Ruolo che l'ex presidente della Camera ha tutta l'intenzione di mantenere a lungo in uno schema di libertà politica, e siccome "non c'é più per l'Udc un'ortodossia dell'alleanza" si valuterà caso per caso alle amministrative, e poi alle politiche si vedrà con chi allearsi.
Dopo aver applaudito calorosamente Di Pietro, la festa democratica applaude, il giusto, il leader centrista. D'altra parte su molti punti, dall'emergenza redditi ad Alitalia, dal sì al voto agli immigrati ad una giustizia più giusta per i cittadini, Casini ed il presidente dei senatori del Pd parlano la stessa lingua. Ed è su questa consonanza che Finoc-chiaro, come tutto il vertice democratico, punta sperando di costruire un rapporto più stretto per quando si tornerà al voto nazionale.
"Con l'Udc è da ricercare e difendere ogni alleanza oppositiva sui temi concreti", è l'auspicio di Anna Finocchiaro che anche sul punto di maggior distanza, i temi eticamente sensibili, invita l'ex presidente della Camera ad andare al nocciolo dei problemi.
Appello che Casini sostiene di aver già raccolto nel dialogo tra opposizioni che per ora però non va oltre. Così come per ora non è destinato a cambiare il rapporto con il Pdl: "Noi siamo sereni, è un dibattito interno loro. Per ciò agli inviti degli amici del Pdl ho detto: ‘Ma avete letto i giornali degli ultimi 5 mesi?'.
Siamo alternativi a Pd e Pdl e ad ora la nostra coerenza ci porta a dire di no". E quindi siccome "non ci sono più alleanze ortodosse o eterodosse, se a Trento ci alleiamo con il Pd io rispetto la scelta e poi a fine legislatura vedremo con chi abbiamo più punti di convergenza".

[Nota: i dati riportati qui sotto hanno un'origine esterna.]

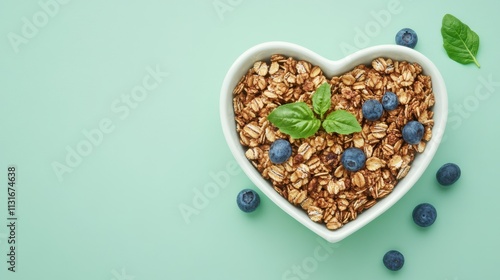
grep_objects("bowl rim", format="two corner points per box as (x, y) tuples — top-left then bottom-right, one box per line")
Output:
(219, 41), (448, 243)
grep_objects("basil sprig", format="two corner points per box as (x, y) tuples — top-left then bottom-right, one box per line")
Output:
(267, 83), (361, 139)
(441, 14), (481, 68)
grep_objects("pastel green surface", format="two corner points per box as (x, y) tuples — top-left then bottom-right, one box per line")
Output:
(0, 0), (500, 280)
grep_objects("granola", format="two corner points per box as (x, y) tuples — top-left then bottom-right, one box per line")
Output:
(233, 54), (434, 230)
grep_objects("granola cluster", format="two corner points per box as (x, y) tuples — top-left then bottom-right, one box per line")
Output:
(233, 55), (434, 230)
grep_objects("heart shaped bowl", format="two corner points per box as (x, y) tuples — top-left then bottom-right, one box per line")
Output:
(220, 42), (448, 242)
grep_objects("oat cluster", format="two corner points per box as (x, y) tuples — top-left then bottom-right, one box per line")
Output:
(233, 55), (434, 230)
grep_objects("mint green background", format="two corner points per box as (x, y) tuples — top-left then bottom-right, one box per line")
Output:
(0, 0), (500, 280)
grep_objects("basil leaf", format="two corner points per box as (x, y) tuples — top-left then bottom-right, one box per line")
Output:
(267, 102), (321, 139)
(312, 83), (332, 119)
(323, 110), (361, 134)
(441, 14), (481, 68)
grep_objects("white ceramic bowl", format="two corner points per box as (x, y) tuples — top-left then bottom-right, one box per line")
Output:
(220, 42), (448, 242)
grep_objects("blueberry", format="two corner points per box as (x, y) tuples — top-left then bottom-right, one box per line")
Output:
(403, 121), (424, 145)
(269, 139), (292, 164)
(361, 99), (384, 121)
(436, 163), (462, 186)
(396, 28), (418, 49)
(383, 250), (405, 271)
(382, 91), (399, 111)
(412, 203), (437, 227)
(236, 189), (260, 213)
(340, 147), (366, 171)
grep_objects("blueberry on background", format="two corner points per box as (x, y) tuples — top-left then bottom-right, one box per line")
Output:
(395, 28), (418, 49)
(412, 203), (437, 227)
(236, 189), (260, 213)
(340, 147), (366, 171)
(383, 250), (405, 271)
(436, 163), (462, 186)
(361, 99), (384, 121)
(382, 91), (399, 111)
(269, 139), (292, 164)
(402, 121), (424, 145)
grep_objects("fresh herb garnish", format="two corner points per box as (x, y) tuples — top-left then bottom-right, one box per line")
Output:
(441, 14), (481, 68)
(267, 83), (361, 139)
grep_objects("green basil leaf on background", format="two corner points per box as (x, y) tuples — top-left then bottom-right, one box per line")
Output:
(441, 14), (481, 67)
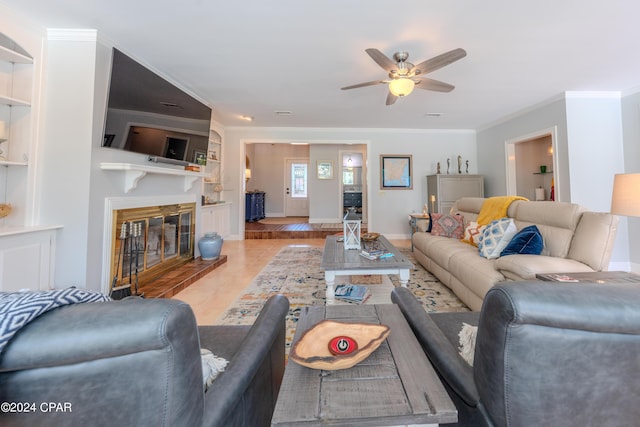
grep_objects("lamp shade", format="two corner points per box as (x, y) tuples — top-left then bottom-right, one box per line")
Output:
(389, 77), (416, 96)
(611, 173), (640, 216)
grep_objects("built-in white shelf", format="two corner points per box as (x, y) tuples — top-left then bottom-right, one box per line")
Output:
(0, 95), (31, 107)
(100, 162), (207, 193)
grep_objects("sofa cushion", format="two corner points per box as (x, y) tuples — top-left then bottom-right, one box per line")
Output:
(478, 218), (518, 259)
(500, 225), (544, 256)
(513, 201), (585, 258)
(431, 213), (464, 239)
(462, 221), (486, 246)
(495, 255), (593, 280)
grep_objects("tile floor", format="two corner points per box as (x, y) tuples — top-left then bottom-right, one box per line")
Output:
(173, 239), (410, 325)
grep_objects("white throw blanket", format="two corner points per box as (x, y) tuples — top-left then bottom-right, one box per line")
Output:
(0, 287), (110, 353)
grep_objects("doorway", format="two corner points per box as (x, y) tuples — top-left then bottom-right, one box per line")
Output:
(505, 127), (560, 201)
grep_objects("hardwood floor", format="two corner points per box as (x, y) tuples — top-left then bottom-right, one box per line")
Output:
(173, 238), (410, 325)
(173, 239), (324, 325)
(244, 218), (366, 240)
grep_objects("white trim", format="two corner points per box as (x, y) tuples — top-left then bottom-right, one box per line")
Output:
(101, 194), (197, 295)
(504, 126), (562, 200)
(226, 125), (477, 135)
(239, 138), (376, 240)
(564, 91), (622, 99)
(47, 28), (98, 42)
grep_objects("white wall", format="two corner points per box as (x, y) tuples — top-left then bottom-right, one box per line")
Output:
(478, 92), (629, 269)
(224, 127), (478, 239)
(39, 30), (96, 287)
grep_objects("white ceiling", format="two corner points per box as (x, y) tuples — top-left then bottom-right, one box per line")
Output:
(0, 0), (640, 129)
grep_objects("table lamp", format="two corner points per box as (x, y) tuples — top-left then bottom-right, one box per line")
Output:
(611, 173), (640, 216)
(342, 208), (362, 249)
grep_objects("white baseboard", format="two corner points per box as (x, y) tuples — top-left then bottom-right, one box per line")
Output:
(309, 218), (342, 224)
(608, 261), (640, 272)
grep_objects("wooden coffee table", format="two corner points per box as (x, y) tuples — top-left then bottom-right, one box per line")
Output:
(320, 236), (414, 302)
(271, 304), (458, 427)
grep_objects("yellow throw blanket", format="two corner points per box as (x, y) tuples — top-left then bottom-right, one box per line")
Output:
(477, 196), (529, 225)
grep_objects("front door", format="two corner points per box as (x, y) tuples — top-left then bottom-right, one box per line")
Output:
(284, 159), (309, 216)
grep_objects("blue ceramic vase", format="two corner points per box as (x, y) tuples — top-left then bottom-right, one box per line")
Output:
(198, 232), (224, 261)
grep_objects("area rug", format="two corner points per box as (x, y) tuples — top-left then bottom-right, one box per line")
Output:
(215, 246), (468, 351)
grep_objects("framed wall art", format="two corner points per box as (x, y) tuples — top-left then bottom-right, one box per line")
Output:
(318, 160), (333, 179)
(193, 150), (207, 165)
(380, 154), (413, 190)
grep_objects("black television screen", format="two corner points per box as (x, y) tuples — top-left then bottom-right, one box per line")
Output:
(103, 49), (211, 163)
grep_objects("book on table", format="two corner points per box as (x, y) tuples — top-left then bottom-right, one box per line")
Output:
(360, 249), (393, 260)
(334, 285), (371, 304)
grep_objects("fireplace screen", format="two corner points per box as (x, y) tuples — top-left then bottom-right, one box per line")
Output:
(112, 203), (195, 291)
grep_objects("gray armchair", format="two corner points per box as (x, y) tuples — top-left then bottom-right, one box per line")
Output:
(0, 295), (289, 427)
(392, 282), (640, 427)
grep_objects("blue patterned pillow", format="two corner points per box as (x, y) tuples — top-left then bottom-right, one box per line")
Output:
(0, 287), (110, 353)
(500, 225), (544, 256)
(478, 218), (518, 259)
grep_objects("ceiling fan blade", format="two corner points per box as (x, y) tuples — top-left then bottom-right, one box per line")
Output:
(341, 80), (384, 90)
(411, 48), (467, 74)
(387, 92), (398, 105)
(365, 48), (398, 73)
(413, 77), (455, 92)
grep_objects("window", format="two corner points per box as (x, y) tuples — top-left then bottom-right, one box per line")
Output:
(291, 163), (307, 198)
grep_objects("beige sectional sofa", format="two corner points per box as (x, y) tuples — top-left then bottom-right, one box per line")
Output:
(413, 197), (618, 311)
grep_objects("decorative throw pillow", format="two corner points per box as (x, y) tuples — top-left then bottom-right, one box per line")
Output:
(458, 322), (478, 366)
(478, 218), (518, 259)
(462, 221), (486, 246)
(500, 225), (544, 256)
(431, 213), (464, 239)
(200, 348), (229, 391)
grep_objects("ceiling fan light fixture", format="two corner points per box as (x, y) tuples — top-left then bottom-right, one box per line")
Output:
(389, 78), (416, 96)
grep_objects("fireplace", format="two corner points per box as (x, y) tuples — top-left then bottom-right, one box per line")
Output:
(105, 198), (196, 294)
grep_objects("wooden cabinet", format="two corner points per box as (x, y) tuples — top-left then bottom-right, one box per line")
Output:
(244, 191), (265, 222)
(427, 174), (484, 213)
(200, 203), (231, 237)
(0, 227), (57, 292)
(0, 33), (34, 226)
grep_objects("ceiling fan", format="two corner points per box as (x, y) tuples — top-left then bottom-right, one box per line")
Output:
(342, 48), (467, 105)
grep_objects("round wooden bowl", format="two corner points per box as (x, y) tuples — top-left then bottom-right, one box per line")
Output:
(360, 233), (380, 242)
(289, 320), (391, 371)
(0, 203), (12, 218)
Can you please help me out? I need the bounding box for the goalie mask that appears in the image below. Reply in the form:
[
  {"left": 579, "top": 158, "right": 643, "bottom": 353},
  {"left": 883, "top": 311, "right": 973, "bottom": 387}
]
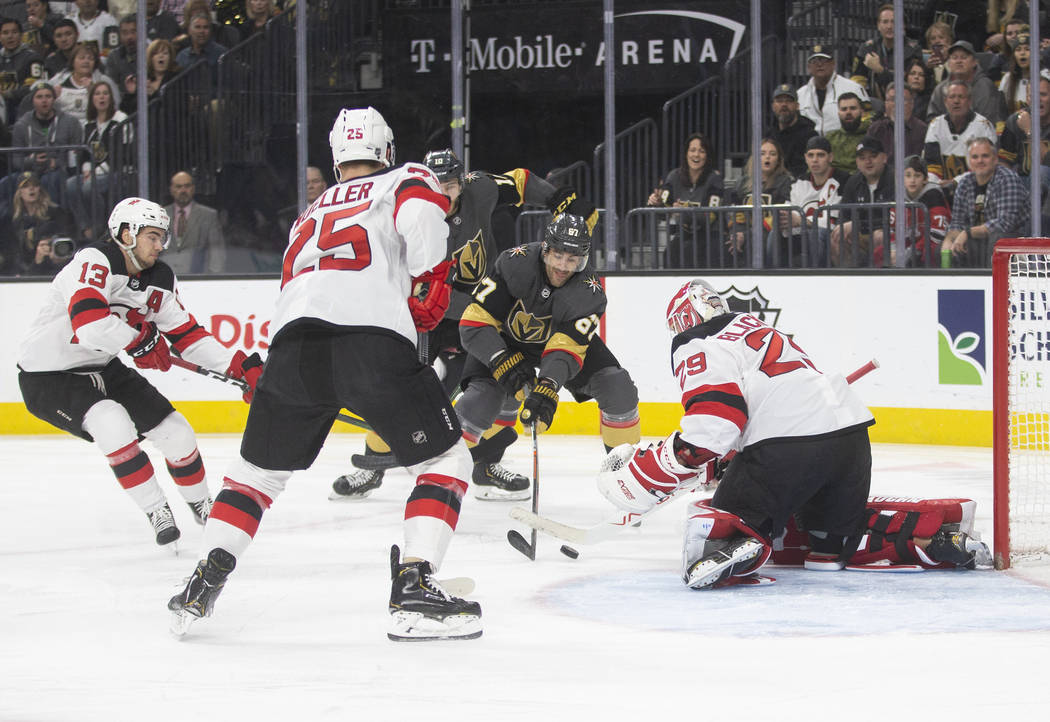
[
  {"left": 667, "top": 278, "right": 729, "bottom": 334},
  {"left": 423, "top": 148, "right": 463, "bottom": 183},
  {"left": 329, "top": 106, "right": 394, "bottom": 168},
  {"left": 543, "top": 213, "right": 590, "bottom": 273}
]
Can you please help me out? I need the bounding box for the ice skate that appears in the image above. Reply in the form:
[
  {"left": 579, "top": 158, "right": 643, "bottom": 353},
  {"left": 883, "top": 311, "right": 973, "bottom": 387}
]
[
  {"left": 186, "top": 496, "right": 212, "bottom": 527},
  {"left": 146, "top": 504, "right": 182, "bottom": 547},
  {"left": 168, "top": 549, "right": 237, "bottom": 637},
  {"left": 329, "top": 469, "right": 384, "bottom": 502},
  {"left": 386, "top": 547, "right": 481, "bottom": 642},
  {"left": 684, "top": 536, "right": 763, "bottom": 589},
  {"left": 471, "top": 462, "right": 531, "bottom": 502}
]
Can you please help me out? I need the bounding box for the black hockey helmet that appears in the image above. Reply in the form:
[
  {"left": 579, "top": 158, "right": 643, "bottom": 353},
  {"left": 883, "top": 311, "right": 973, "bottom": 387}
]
[{"left": 423, "top": 148, "right": 463, "bottom": 183}]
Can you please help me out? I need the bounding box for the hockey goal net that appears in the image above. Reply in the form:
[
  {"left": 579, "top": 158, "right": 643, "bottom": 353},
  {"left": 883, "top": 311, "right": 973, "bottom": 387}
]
[{"left": 992, "top": 238, "right": 1050, "bottom": 569}]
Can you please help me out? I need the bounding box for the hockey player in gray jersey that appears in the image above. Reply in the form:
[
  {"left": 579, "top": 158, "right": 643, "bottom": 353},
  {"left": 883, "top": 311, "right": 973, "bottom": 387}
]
[
  {"left": 456, "top": 213, "right": 641, "bottom": 461},
  {"left": 330, "top": 149, "right": 597, "bottom": 501},
  {"left": 18, "top": 198, "right": 263, "bottom": 545}
]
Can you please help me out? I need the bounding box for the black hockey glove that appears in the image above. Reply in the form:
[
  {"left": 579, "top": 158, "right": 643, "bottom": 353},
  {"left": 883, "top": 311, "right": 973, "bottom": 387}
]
[
  {"left": 488, "top": 348, "right": 536, "bottom": 396},
  {"left": 521, "top": 379, "right": 558, "bottom": 433}
]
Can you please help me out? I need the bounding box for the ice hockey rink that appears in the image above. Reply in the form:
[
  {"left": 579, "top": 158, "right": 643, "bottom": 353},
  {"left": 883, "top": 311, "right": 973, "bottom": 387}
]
[{"left": 0, "top": 434, "right": 1050, "bottom": 722}]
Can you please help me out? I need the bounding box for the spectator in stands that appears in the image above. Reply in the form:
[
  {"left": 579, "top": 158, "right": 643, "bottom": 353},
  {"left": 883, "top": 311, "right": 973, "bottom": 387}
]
[
  {"left": 904, "top": 61, "right": 932, "bottom": 123},
  {"left": 9, "top": 171, "right": 75, "bottom": 276},
  {"left": 920, "top": 0, "right": 988, "bottom": 47},
  {"left": 44, "top": 18, "right": 78, "bottom": 78},
  {"left": 828, "top": 137, "right": 895, "bottom": 267},
  {"left": 238, "top": 0, "right": 278, "bottom": 41},
  {"left": 824, "top": 92, "right": 872, "bottom": 173},
  {"left": 944, "top": 136, "right": 1030, "bottom": 268},
  {"left": 999, "top": 33, "right": 1032, "bottom": 113},
  {"left": 175, "top": 13, "right": 226, "bottom": 88},
  {"left": 798, "top": 45, "right": 868, "bottom": 135},
  {"left": 726, "top": 137, "right": 795, "bottom": 267},
  {"left": 867, "top": 83, "right": 927, "bottom": 165},
  {"left": 66, "top": 81, "right": 134, "bottom": 240},
  {"left": 0, "top": 18, "right": 44, "bottom": 125},
  {"left": 9, "top": 81, "right": 84, "bottom": 205},
  {"left": 926, "top": 40, "right": 1006, "bottom": 126},
  {"left": 22, "top": 0, "right": 62, "bottom": 58},
  {"left": 923, "top": 21, "right": 956, "bottom": 88},
  {"left": 106, "top": 15, "right": 139, "bottom": 88},
  {"left": 69, "top": 0, "right": 117, "bottom": 57},
  {"left": 767, "top": 135, "right": 849, "bottom": 268},
  {"left": 51, "top": 43, "right": 121, "bottom": 126},
  {"left": 923, "top": 80, "right": 996, "bottom": 188},
  {"left": 163, "top": 171, "right": 226, "bottom": 276},
  {"left": 765, "top": 83, "right": 817, "bottom": 176},
  {"left": 146, "top": 0, "right": 179, "bottom": 41},
  {"left": 121, "top": 38, "right": 182, "bottom": 114},
  {"left": 872, "top": 155, "right": 951, "bottom": 268},
  {"left": 647, "top": 133, "right": 725, "bottom": 268},
  {"left": 985, "top": 19, "right": 1031, "bottom": 82},
  {"left": 849, "top": 3, "right": 922, "bottom": 99}
]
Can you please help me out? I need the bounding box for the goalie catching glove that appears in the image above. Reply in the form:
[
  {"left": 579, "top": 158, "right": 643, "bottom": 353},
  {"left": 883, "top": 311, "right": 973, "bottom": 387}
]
[
  {"left": 408, "top": 260, "right": 456, "bottom": 332},
  {"left": 521, "top": 379, "right": 558, "bottom": 433},
  {"left": 597, "top": 431, "right": 715, "bottom": 512},
  {"left": 226, "top": 351, "right": 263, "bottom": 404},
  {"left": 124, "top": 321, "right": 171, "bottom": 371}
]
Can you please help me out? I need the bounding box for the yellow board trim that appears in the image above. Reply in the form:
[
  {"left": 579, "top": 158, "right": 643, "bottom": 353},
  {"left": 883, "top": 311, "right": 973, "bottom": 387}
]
[{"left": 0, "top": 401, "right": 992, "bottom": 446}]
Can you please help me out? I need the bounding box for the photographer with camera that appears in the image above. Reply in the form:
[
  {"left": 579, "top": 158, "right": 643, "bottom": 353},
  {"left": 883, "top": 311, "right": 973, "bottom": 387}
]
[{"left": 7, "top": 171, "right": 76, "bottom": 276}]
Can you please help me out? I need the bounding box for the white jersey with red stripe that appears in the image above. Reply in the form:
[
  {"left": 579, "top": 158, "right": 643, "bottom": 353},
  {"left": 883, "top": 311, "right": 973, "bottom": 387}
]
[
  {"left": 270, "top": 163, "right": 448, "bottom": 343},
  {"left": 18, "top": 242, "right": 233, "bottom": 371},
  {"left": 671, "top": 314, "right": 873, "bottom": 456}
]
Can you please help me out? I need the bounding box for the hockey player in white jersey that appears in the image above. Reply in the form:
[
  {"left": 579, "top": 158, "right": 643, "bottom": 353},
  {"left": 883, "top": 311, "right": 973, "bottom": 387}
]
[
  {"left": 599, "top": 279, "right": 875, "bottom": 589},
  {"left": 168, "top": 108, "right": 481, "bottom": 640},
  {"left": 18, "top": 198, "right": 261, "bottom": 545}
]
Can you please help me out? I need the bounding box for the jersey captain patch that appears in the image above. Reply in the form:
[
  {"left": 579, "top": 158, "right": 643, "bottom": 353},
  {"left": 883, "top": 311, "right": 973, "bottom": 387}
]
[{"left": 506, "top": 299, "right": 550, "bottom": 343}]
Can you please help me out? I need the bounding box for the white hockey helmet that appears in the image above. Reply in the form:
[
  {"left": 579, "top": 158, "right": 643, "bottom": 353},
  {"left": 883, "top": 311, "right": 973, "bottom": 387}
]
[
  {"left": 108, "top": 198, "right": 171, "bottom": 251},
  {"left": 667, "top": 278, "right": 729, "bottom": 334},
  {"left": 329, "top": 106, "right": 394, "bottom": 168}
]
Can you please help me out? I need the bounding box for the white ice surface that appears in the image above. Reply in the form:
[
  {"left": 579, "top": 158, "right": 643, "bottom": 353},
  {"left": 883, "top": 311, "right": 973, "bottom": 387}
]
[{"left": 0, "top": 434, "right": 1050, "bottom": 722}]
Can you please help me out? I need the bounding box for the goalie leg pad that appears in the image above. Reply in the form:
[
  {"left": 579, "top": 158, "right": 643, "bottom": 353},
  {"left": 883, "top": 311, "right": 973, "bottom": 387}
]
[{"left": 681, "top": 500, "right": 773, "bottom": 589}]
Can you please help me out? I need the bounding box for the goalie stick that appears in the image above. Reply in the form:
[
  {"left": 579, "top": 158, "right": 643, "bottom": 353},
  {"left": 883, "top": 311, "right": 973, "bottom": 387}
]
[
  {"left": 171, "top": 356, "right": 372, "bottom": 431},
  {"left": 508, "top": 359, "right": 879, "bottom": 553}
]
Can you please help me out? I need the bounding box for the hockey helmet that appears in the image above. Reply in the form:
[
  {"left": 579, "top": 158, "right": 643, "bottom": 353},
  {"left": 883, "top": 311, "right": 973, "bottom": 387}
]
[
  {"left": 423, "top": 148, "right": 463, "bottom": 183},
  {"left": 108, "top": 198, "right": 171, "bottom": 251},
  {"left": 667, "top": 278, "right": 729, "bottom": 334},
  {"left": 329, "top": 106, "right": 394, "bottom": 168}
]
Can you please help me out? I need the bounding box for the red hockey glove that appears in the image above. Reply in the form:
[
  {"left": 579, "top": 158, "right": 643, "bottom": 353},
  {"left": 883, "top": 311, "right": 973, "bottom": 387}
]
[
  {"left": 124, "top": 321, "right": 171, "bottom": 371},
  {"left": 226, "top": 351, "right": 263, "bottom": 404},
  {"left": 408, "top": 260, "right": 455, "bottom": 331}
]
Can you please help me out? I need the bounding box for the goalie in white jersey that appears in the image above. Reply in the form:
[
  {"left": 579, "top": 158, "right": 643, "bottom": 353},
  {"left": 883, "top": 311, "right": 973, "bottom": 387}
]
[
  {"left": 599, "top": 279, "right": 875, "bottom": 589},
  {"left": 168, "top": 108, "right": 481, "bottom": 640},
  {"left": 18, "top": 198, "right": 261, "bottom": 545}
]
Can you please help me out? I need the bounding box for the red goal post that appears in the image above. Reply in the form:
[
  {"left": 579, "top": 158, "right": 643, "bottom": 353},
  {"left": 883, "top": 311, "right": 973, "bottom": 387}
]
[{"left": 992, "top": 238, "right": 1050, "bottom": 569}]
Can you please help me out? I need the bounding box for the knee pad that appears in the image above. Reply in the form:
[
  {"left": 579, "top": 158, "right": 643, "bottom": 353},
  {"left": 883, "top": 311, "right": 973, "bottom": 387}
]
[
  {"left": 142, "top": 411, "right": 196, "bottom": 461},
  {"left": 81, "top": 399, "right": 139, "bottom": 455}
]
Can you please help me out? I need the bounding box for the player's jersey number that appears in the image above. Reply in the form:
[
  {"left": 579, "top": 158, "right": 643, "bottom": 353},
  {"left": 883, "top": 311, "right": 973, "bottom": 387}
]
[{"left": 280, "top": 200, "right": 372, "bottom": 289}]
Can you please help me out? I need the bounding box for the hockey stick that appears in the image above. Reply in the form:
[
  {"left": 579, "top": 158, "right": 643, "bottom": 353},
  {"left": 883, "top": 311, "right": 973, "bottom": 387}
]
[
  {"left": 508, "top": 359, "right": 879, "bottom": 553},
  {"left": 171, "top": 356, "right": 372, "bottom": 431},
  {"left": 507, "top": 420, "right": 543, "bottom": 561}
]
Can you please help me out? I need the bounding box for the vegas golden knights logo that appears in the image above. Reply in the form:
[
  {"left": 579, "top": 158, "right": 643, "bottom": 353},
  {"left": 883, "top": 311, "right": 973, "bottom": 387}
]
[
  {"left": 453, "top": 231, "right": 485, "bottom": 283},
  {"left": 507, "top": 299, "right": 550, "bottom": 343}
]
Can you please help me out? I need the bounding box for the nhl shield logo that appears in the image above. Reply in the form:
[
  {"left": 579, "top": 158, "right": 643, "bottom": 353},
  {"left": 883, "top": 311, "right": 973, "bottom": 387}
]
[{"left": 718, "top": 285, "right": 781, "bottom": 326}]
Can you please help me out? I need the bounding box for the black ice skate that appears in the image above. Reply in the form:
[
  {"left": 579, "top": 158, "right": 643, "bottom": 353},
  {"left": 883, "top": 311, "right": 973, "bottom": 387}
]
[
  {"left": 386, "top": 547, "right": 481, "bottom": 642},
  {"left": 470, "top": 462, "right": 531, "bottom": 502},
  {"left": 186, "top": 496, "right": 211, "bottom": 527},
  {"left": 146, "top": 504, "right": 182, "bottom": 547},
  {"left": 168, "top": 549, "right": 237, "bottom": 637},
  {"left": 329, "top": 469, "right": 384, "bottom": 502},
  {"left": 684, "top": 536, "right": 763, "bottom": 589}
]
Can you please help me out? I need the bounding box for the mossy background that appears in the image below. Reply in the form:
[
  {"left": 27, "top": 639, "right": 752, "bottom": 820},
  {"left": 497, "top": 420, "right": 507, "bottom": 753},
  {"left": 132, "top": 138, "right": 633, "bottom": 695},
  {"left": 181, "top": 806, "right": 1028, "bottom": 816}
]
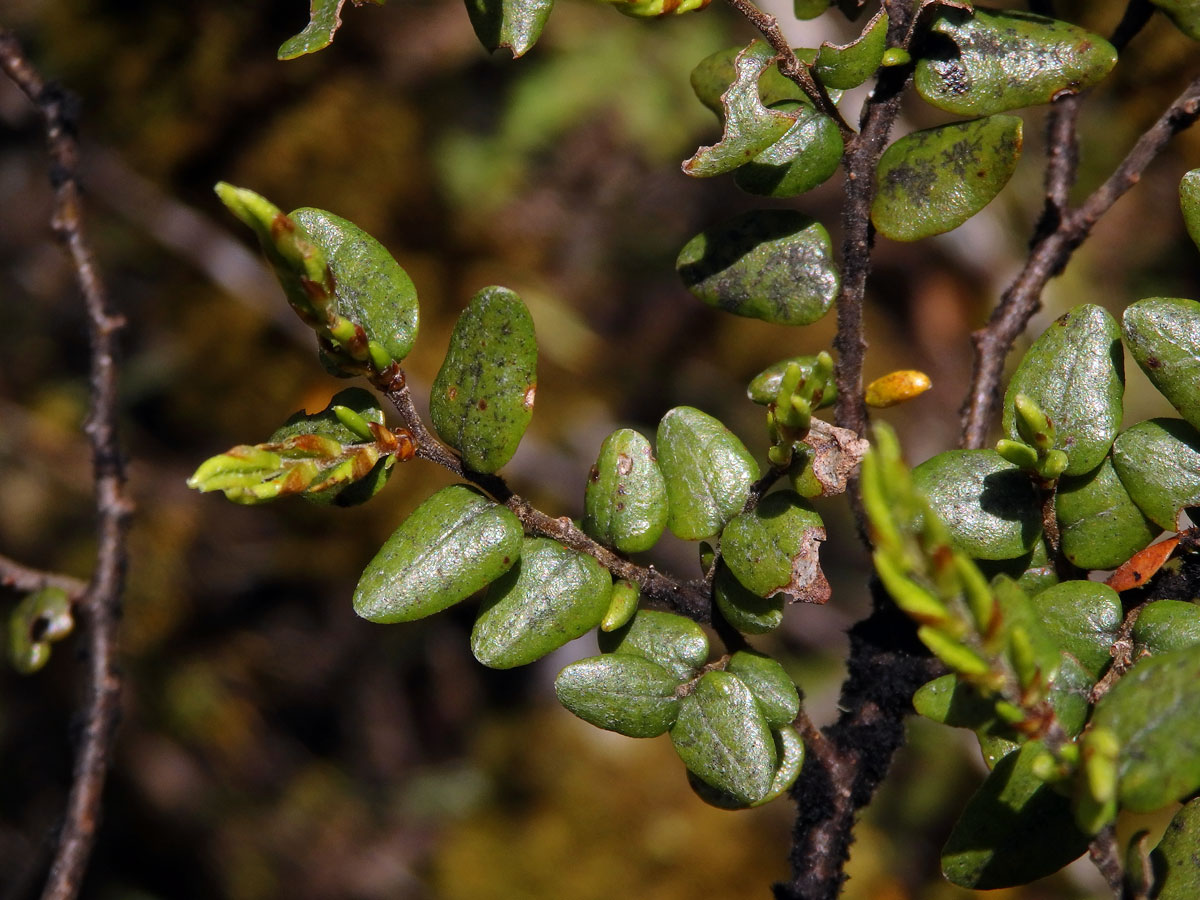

C'é un nodo che Casini fa capire ineludibile per un eventuale scatto in avanti nel rapporto con il Pd. "C'é un dissenso profondo - afferma il leader centrista - sul tema del bipartitismo. Se il Pd non capisce che è una finzione, che è uno schema che non esiste nel paese, perderà per i prossimi 5 anni".
Finocchiaro ammette che "gli italiani sono per il bipolarismo e non per il bipartitismo" e accoglie la proposta di Casini di tornare alle preferenze. Mentre la dirigente del Pd tiene il punto quando il leader Udc invita ad archiviare la stagione del giustizialismo e a dialogare sulla giustizia.
"Vedo il rischio di confondere giustizia e osservanza della legalità", è la ferma replica di Finocchiaro. D'altra parte, prima dell'alleanza con i centristi, il Pd ha altre priorità.
"Non vorrei che perdessimo il senso della nostra missione di essere una grande forza popolare utile al paese", è la preoccupazione del capogruppo al Senato che invita ad accelerare nel radicamento del partito e ad evitare faide tra bande rivali.
"Non sono per un partito bolsce-vico - avverte Finocchiaro - il pluralismo è utile ma pensare alle correnti come ad un fortilizio in cui ci si rinchiude per paura, contando le truppe per la sfida finale, è un errore tragico".